You'll need to modify the pipeline requirements for each salesperson. If the goals change, the requirements in each stage must change with them. And if any of your salespeople's critical ratios for closing have changed in the past 12 months, those new percentages also must be factored into your new pipeline requirements.
That leads to your KPI's (Key Performance Indicators) or metrics which drive revenue. If you collect these now via a daily huddle, that's terrific; let's tighten them up. If you don't currently have your sales team calling in every morning for 10 minutes, you're missing out on a critical piece of accountability, team-building and intelligence.
How can you tighten up your metrics?
Suppose for example that you currently have your salespeople report the number of new conversations, newly-scheduled meetings and qualified opportunities. You can tighten them up by inserting the word "targeted". Your salespeople are able to call on a wide range of potential customers, but a much smaller group is in the sweet spot. It's the sweet spot which will lead them to their goals for revenue and profitability, but any old customer will count as a new sale. Suppose you have them report only those conversations with sweet spot or targeted opportunities, new meetings scheduled with targeted opportunities and qualified targeted opportunities. There will be more pipeline movement, improved closing ratios and your revenue and profit goals will be achieved earlier in the year.
A benefit to this change is that those salespeople who struggle with the sweet spot, but who have hidden behind their numbers, will be exposed. Your job is to determine why they struggle with the target opportunities. The best way to quickly identify, understand and solve these and other similar struggles is with a sales force evaluation.
Tighter is sweeter as in the tighter the targeting, the sweeter the opportunity.
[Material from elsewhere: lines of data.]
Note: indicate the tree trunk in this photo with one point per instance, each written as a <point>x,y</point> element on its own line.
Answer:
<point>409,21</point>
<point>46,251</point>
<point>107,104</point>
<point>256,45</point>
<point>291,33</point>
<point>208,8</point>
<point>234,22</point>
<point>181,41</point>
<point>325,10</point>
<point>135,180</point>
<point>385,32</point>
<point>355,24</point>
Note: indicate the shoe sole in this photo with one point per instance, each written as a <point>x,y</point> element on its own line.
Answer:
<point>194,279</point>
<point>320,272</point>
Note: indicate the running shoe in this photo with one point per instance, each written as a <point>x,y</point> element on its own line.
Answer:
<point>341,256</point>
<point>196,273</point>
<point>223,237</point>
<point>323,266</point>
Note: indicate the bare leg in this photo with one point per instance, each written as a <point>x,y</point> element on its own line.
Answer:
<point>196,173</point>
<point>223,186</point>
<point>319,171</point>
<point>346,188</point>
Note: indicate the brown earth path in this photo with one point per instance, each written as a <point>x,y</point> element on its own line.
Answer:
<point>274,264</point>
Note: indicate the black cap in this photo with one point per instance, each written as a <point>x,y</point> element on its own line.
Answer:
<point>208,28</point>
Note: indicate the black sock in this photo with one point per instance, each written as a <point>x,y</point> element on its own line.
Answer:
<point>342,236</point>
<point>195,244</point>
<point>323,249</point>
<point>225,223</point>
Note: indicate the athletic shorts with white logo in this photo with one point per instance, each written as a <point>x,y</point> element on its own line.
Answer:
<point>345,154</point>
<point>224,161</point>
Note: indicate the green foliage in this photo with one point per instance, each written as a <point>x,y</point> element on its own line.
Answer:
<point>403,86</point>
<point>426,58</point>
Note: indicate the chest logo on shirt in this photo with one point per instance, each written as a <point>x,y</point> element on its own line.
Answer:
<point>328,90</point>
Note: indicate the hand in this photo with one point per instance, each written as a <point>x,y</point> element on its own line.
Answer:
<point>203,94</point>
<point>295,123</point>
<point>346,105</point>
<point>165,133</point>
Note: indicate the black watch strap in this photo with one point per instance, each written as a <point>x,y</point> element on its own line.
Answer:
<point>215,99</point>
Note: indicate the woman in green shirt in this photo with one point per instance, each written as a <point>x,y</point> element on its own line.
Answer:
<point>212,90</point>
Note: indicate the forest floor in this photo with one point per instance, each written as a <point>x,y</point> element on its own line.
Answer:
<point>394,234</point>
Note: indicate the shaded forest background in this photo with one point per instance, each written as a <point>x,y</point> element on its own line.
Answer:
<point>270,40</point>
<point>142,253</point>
What if you fail to emphasize metrics, have daily huddles or manage your salespeople very closely? No problem. Those salespeople will simply leave and you can start all over again. Seriously, why would you ignore a best practice? The old metrics which we preached in the 70's and 80's (dials, contacts, conversations, appointments, etc.) may have gone the way of the dinosaur, but metrics in general have not. Sure, you still may use those old metrics for a salesperson whose job is only cold calls and set appointments. But for most salespeople, the job has changed - dramatically - in the last five years and technology has a lot to do with it. That's an article for another day, but for today, if you focus on the metrics, remove the wiggle room, and increase compliance, every capable salesperson on your team will perform more effectively.